Furthermore, both Plaintiff and Defendants agreed to submit to the NASD arbitration settlement. In the absence of an express choice of law provision, the FAA prevails. Volt Information Sciences, Inc. v. Board of Trustees, 489 U.S. 468, 477, 109 S. Ct. 1248, 1254, 103 L. Ed. 2d 488. State law may be applied in arbitration matters, subject to preemption, only to the extent that it actually conflicts with federal law. Id. Here, federal substantive law, not any state law provision, guides the court's decision as *1030 to whether the punitive damages' award should be upheld. As we have already stated, three circuits have held that punitive damages may be awarded in NASD arbitration agreements.
Application of the Seventh Circuit's policy of favoring arbitration, together with the holdings from three federal appellate circuits, directs this court to uphold the arbitration panel's recommendation. We therefore confirm the arbitration panel's award of $120,000 in punitive damages to Plaintiff.
Rule 11 Sanctions
After a careful review of the record, the Court declines to sanction the Defendants under Rule 11 for failure to support its motion to dismiss with certain adverse law.

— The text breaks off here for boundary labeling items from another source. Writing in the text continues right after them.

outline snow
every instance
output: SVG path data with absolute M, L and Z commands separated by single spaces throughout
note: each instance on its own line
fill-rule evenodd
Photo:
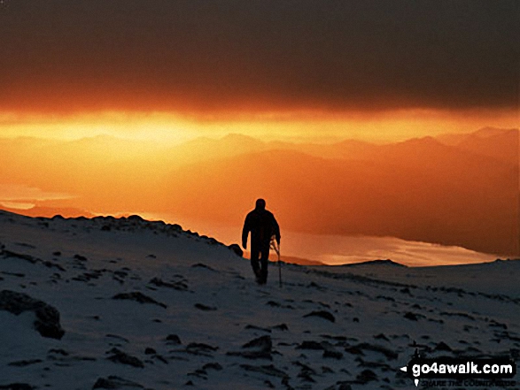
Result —
M 415 348 L 518 360 L 520 261 L 283 264 L 280 288 L 277 264 L 260 287 L 249 262 L 224 245 L 137 218 L 0 212 L 0 290 L 54 306 L 66 332 L 43 338 L 33 313 L 0 310 L 0 386 L 91 389 L 105 379 L 117 388 L 411 388 L 399 369 Z M 132 293 L 155 303 L 113 299 Z M 321 311 L 328 315 L 308 316 Z M 272 348 L 244 347 L 261 336 Z M 452 351 L 435 350 L 440 342 Z

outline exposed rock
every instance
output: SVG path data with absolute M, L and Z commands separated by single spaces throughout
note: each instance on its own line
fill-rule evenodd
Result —
M 13 367 L 26 367 L 27 365 L 36 364 L 36 363 L 42 363 L 42 362 L 43 362 L 42 359 L 19 360 L 17 362 L 12 362 L 7 365 L 11 365 Z
M 111 375 L 108 378 L 99 378 L 92 389 L 97 388 L 111 388 L 111 389 L 118 389 L 123 387 L 135 387 L 135 388 L 144 388 L 143 386 L 139 385 L 138 383 L 132 382 L 130 380 L 124 379 L 120 377 L 116 377 L 115 375 Z
M 373 380 L 377 380 L 377 375 L 371 370 L 363 370 L 358 374 L 356 379 L 362 384 L 366 384 Z
M 242 248 L 240 248 L 238 244 L 231 244 L 228 248 L 233 252 L 235 252 L 237 256 L 240 257 L 244 256 L 244 250 L 242 250 Z
M 150 296 L 144 295 L 143 293 L 139 291 L 136 291 L 133 293 L 121 293 L 117 294 L 112 297 L 112 299 L 122 299 L 122 300 L 129 300 L 129 301 L 136 301 L 139 303 L 151 303 L 154 305 L 160 306 L 161 308 L 166 309 L 167 306 L 164 303 L 157 302 L 153 298 Z
M 179 280 L 174 283 L 169 283 L 162 281 L 159 278 L 153 278 L 151 280 L 150 280 L 150 284 L 157 286 L 158 287 L 167 287 L 178 291 L 188 291 L 188 285 L 185 283 L 185 280 Z
M 285 372 L 283 372 L 281 370 L 278 370 L 273 364 L 260 366 L 240 364 L 240 367 L 248 371 L 260 372 L 262 374 L 270 375 L 272 377 L 277 378 L 288 378 Z
M 12 383 L 10 385 L 0 385 L 1 390 L 34 390 L 36 387 L 27 383 Z
M 269 359 L 272 360 L 271 352 L 273 348 L 273 341 L 271 336 L 261 336 L 253 339 L 251 341 L 244 344 L 242 348 L 247 349 L 245 351 L 228 352 L 227 355 L 230 356 L 241 356 L 246 359 Z
M 410 321 L 417 321 L 419 319 L 417 315 L 412 313 L 411 311 L 407 311 L 407 313 L 404 315 L 404 317 L 409 319 Z
M 181 342 L 181 338 L 176 334 L 168 334 L 167 336 L 167 341 L 173 343 L 173 344 L 182 344 Z
M 34 311 L 36 315 L 35 328 L 42 336 L 60 340 L 65 334 L 59 324 L 59 311 L 27 294 L 3 290 L 0 292 L 0 310 L 7 310 L 16 316 L 24 311 Z
M 304 317 L 304 318 L 307 318 L 309 317 L 319 317 L 320 318 L 326 319 L 327 321 L 330 321 L 330 322 L 336 321 L 336 317 L 332 315 L 332 313 L 330 313 L 329 311 L 325 311 L 325 310 L 312 311 L 308 314 L 306 314 L 303 317 Z
M 203 303 L 195 303 L 195 309 L 198 309 L 202 311 L 214 311 L 217 310 L 214 306 L 206 306 Z
M 144 367 L 144 364 L 143 362 L 141 362 L 141 360 L 136 356 L 132 356 L 126 352 L 121 351 L 120 349 L 112 348 L 107 353 L 112 354 L 110 356 L 108 356 L 108 360 L 111 362 L 120 363 L 121 364 L 128 364 L 137 368 Z

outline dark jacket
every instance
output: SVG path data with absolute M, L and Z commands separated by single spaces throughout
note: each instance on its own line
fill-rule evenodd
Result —
M 267 210 L 254 209 L 244 222 L 242 229 L 242 246 L 245 248 L 247 236 L 251 232 L 251 245 L 268 245 L 271 241 L 271 236 L 276 237 L 276 241 L 280 243 L 280 227 L 272 212 Z

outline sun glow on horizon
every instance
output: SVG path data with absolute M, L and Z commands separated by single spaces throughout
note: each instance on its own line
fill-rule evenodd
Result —
M 517 113 L 398 110 L 378 113 L 321 111 L 191 116 L 169 112 L 102 111 L 71 115 L 0 112 L 0 138 L 74 141 L 107 135 L 176 144 L 206 136 L 241 134 L 264 141 L 329 143 L 345 139 L 387 143 L 470 133 L 493 126 L 517 127 Z

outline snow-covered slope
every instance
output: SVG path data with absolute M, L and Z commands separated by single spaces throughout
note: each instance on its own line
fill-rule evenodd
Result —
M 277 265 L 257 286 L 227 247 L 138 218 L 0 212 L 0 388 L 411 388 L 416 348 L 520 350 L 519 261 L 282 264 L 280 288 Z

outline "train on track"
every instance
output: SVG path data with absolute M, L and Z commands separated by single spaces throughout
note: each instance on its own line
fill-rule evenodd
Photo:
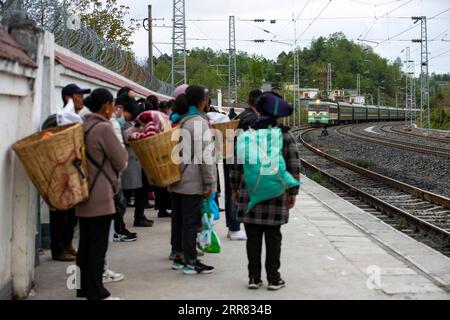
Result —
M 405 109 L 351 104 L 346 102 L 308 101 L 308 124 L 311 127 L 326 127 L 332 125 L 376 121 L 405 120 Z M 419 110 L 413 110 L 418 114 Z

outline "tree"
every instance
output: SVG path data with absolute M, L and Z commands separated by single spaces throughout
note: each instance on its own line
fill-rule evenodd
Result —
M 119 5 L 117 0 L 67 0 L 66 4 L 99 36 L 127 51 L 131 50 L 131 36 L 140 24 L 135 19 L 126 23 L 129 6 Z

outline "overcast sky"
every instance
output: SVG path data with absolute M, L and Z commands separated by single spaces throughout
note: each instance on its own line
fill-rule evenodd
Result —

Although we find that the Defendants' arguments failed, we do not find that they were frivolous on either a legal or factual basis. See Local 106 Service Employees International Union v. Homewood Memorial Gardens, Inc., 838 F.2d 958, 961 (7th Cir.1988).
The Court confirms the arbitrators' award as to both the compensatory damages of $60,000 and the punitive damages of $120,000. The Court denies Plaintiff's motion for Rule 11 sanctions.NOTES
 The Court is fully aware that the Second Circuit case of Fahnestock has been cited as support in our holding that the U-5 form is not absolutely privileged and that Fahnestock further held that punitive damages were not to be awarded in that case. However, the agreement in Fahnestock was governed by the law of the state of New York which explicitly prohibits the awarding of punitive damages in arbitration agreements.